The Forgotten Kingdom
We often think about Plants and Fungi together, but in truth Fungi are more closely related to humans than plants. They belong to their own separate kingdom containing millions of species, vastly outnumbering plants. Not only that, but the part of the fungi we are most familiar with – the toadstool or mushroom – is just the tip of the iceberg. Most of the fungi lies below the soil, a massive network of thread-like cells. The mushroom is simply a reproductive organ, like the flower of a plant, it bursts forth to spread its spores and then dies away again.
But this forgotten kingdom does have an important and crucial link with plants. 95% of all plant families form mutualistic relationships with fungi in the soil. Plants supply the fungi with food from the sun and in return fungi supply extra water and nutrients. Without this relationship, plants might never have been able to colonise the land at all.
In New Zealand, around 7,500 species have been described but many more wait to be discovered. While fungi use is not particularly common in New Zealand, fungi have served an important role in our history and culture. The following list contains some of the more common fungi in New Zealand that have been used by humans for food, medicine or recreation.
Basket Fungus – Ileodictyon cibarium
This strange, foul smelling fungus was known to Māori as Tūtae kēhua – ghost dung. It certainly looks like the kind of thing left behind by ghosts, and often emerges after thunderstorms. Māori would eat the thick gooey shell before the basket bursts out and develops a layer of stinky slime. It could be roasted in the ashes of a fire, or cooked in hāngī.
Werewerekōkako – Entoloma hochstetteri
The most distinctive fungi in the country, Werewerekōkako immediately stands out on the forest floor with a bright turquoise blue. The Māori name derives from this blue colour, which resembles the wattles of Kōkako. It has the distinction of being the only fungi in the world to feature on a bank note, being found on the reverse of the New Zealand 50$ note. It is not known to be toxic, although other members of this genus are.
Wood Ear Fungus – Auricularia polytricha
Wood ear was eaten by Māori when nothing better could be found to eat – and even then was stewed with other food to hide the taste. However it is a popular food in China where it is also used medicinally. In the late 1800s New Zealand had a thriving trade exporting it from Taranaki to China. Its other name “Jews Ear Fungus” is a reference to Judas Iscariot, who is reputed to have hanged himself on an elder tree after the betrayal of Jesus Christ.
Vegetable Caterpillar – Cordyceps robertsii
The vegetable caterpillar belong to a family of fungi that are parasites on insect hosts. The fungi grows inside caterpillars, consuming the tissue of their host before bursting forth to release its spores. Māori used Vegetable caterpillar to treat asthma and produce ink for Tā moko.
Heart Rot Fungus – Agrocybe parasitica
Heart rot fungus was used by Māori to treat fever, and was also given to expectant mothers before birth, although the purpose of this remains unclear. It was also used as an antidote to poisoning by toxic plants such as Karaka and Tutu.

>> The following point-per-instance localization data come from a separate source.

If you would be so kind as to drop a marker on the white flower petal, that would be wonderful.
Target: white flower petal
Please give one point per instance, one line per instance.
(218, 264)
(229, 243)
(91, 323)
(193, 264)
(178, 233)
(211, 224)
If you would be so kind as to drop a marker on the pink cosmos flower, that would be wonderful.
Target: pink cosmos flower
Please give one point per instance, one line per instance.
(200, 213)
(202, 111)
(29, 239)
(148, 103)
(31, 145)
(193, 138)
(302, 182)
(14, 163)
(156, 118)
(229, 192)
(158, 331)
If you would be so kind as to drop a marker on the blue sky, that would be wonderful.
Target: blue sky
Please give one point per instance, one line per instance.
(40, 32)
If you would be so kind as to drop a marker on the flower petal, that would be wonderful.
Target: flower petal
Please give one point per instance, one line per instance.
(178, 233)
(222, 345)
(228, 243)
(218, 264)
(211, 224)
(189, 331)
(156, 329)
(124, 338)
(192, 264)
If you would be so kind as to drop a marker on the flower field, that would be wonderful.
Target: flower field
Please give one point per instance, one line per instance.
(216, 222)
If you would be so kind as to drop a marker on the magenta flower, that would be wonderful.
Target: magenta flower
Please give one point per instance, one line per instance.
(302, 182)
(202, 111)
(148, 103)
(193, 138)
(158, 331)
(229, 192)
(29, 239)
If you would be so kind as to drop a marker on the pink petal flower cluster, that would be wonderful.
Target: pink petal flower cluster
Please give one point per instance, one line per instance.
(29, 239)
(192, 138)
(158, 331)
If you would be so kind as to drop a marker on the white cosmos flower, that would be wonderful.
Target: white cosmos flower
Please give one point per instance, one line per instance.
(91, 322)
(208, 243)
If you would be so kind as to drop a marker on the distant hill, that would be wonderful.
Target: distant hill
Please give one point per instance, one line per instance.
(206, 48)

Putawa – Laetiporus portentosus
Putawa was used by Māori as tinder for lighting fires, and could be useful for carrying fires between locations. It was also used medicinally as a wound protector, and to help ease a difficult childbirth.
Puffball – Calvatia spp.
These brain-like fungi were eaten by Māori when young. They could also have a range of medicinal uses, the spores were applied to heal burns, it could be used to stop bleeding, and taken as an anaesthetic.
Magic Mushrooms – Psilocybe spp.
Yes, in case you were wondering – New Zealand does contain its share of Psilocybe or “Magic” mushrooms. If consumed, these mushrooms produce intense, hallucinatory experiences. The cap and stalk of the mushrooms turns blue when handled. It is a criminal offence to harvest these mushrooms in New Zealand.
Fly Agaric – Amanita muscaria
The quintessential toadstool from fairy tales and children’s books – Fly Agaric produces hallucinations if eaten and can send the victim into a deep coma-like sleep. To date there have been no fatalities in New Zealand, but deaths are recorded in other countries. They typically occur in exotic forest plantations but have begun to invade native beech forest.